The Guidelines for the Assessment and Educational Evaluation of Students Who are Deaf or Hard of Hearing is a collection of suggestions for families and professionals designed to help teams determine what to include in an educational evaluation along with recommendations for administration. The purpose of these guidelines is to provide you with current best practices in the assessment and evaluation of deaf and hard of hearing students.

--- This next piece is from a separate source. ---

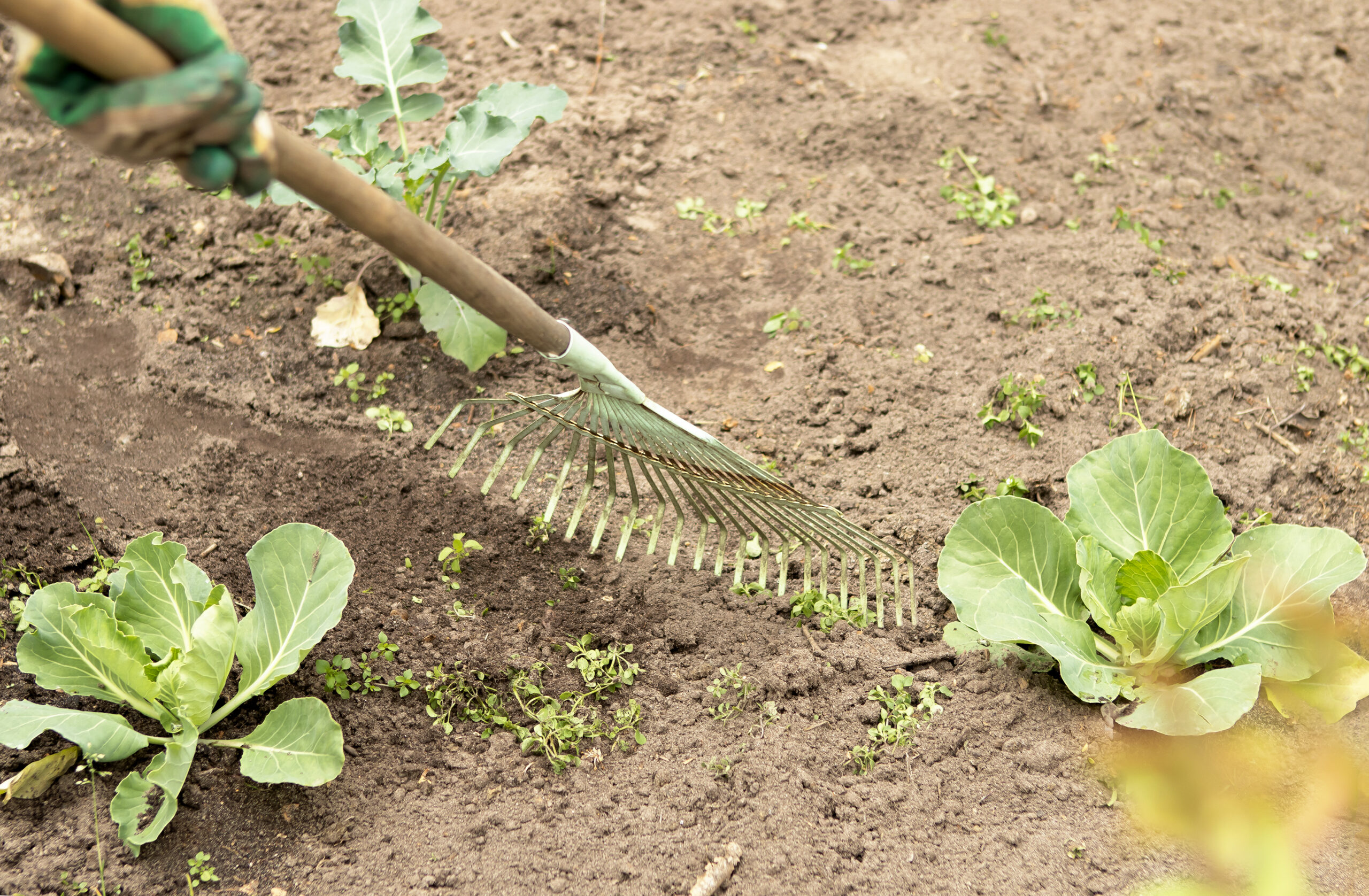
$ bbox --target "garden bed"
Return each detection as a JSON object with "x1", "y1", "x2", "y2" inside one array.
[{"x1": 0, "y1": 0, "x2": 1369, "y2": 896}]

To obtain a true measure of a student’s achievement and abilities, assessment instruments must be administered in their primary language and preferred mode of communication – whether signed or spoken. Many assume that in situations where a child has hearing aids or is implanted, the child is able to function and learn just like a typically hearing child. While this may be true for some children, there are many for whom it is not.Eliminating communication barriers when evaluating children who deaf or hard of hearing is a crucial starting point for developing rapport with each student before initiating an evaluation. It also is essential for collecting valid and reliable data that will successfully drive the development of an appropriate plan. In addition, along with language, the following image highlights an array of additional considerations when evaluating and supporting a child who is deaf or hard of hearing:
Each child’s experience and development is unique and must be considered individually, carefully, and thoroughly. Their progress must be assessed within the context of their medical, developmental, language and family histories. This includes factors such as:
- How soon was the hearing loss identified?
- How severe is the loss and is it stable, fluctuating, or progressing over time?
- Are supports in place to help families build vocabulary and language skills using their child's communication modalities?
- Have other varying effects on other aspects of the child’s development been considered and explored in an informed manner based on the etiology or cause of a child’s hearing loss?
In sum, there is much for evaluators to educate themselves about prior to assessing a child who is deaf or hard of hearing. The assessment process cannot be taken lightly, as it will determine the course of the child’s education and creation of an intervention plan. Together, we can make a meaningful impact in Ohio on the learning trajectory of students who are deaf or hard of hearing, ensuring that we gain an accurate understanding of their cognitive, learning, and psychosocial needs through our evaluations.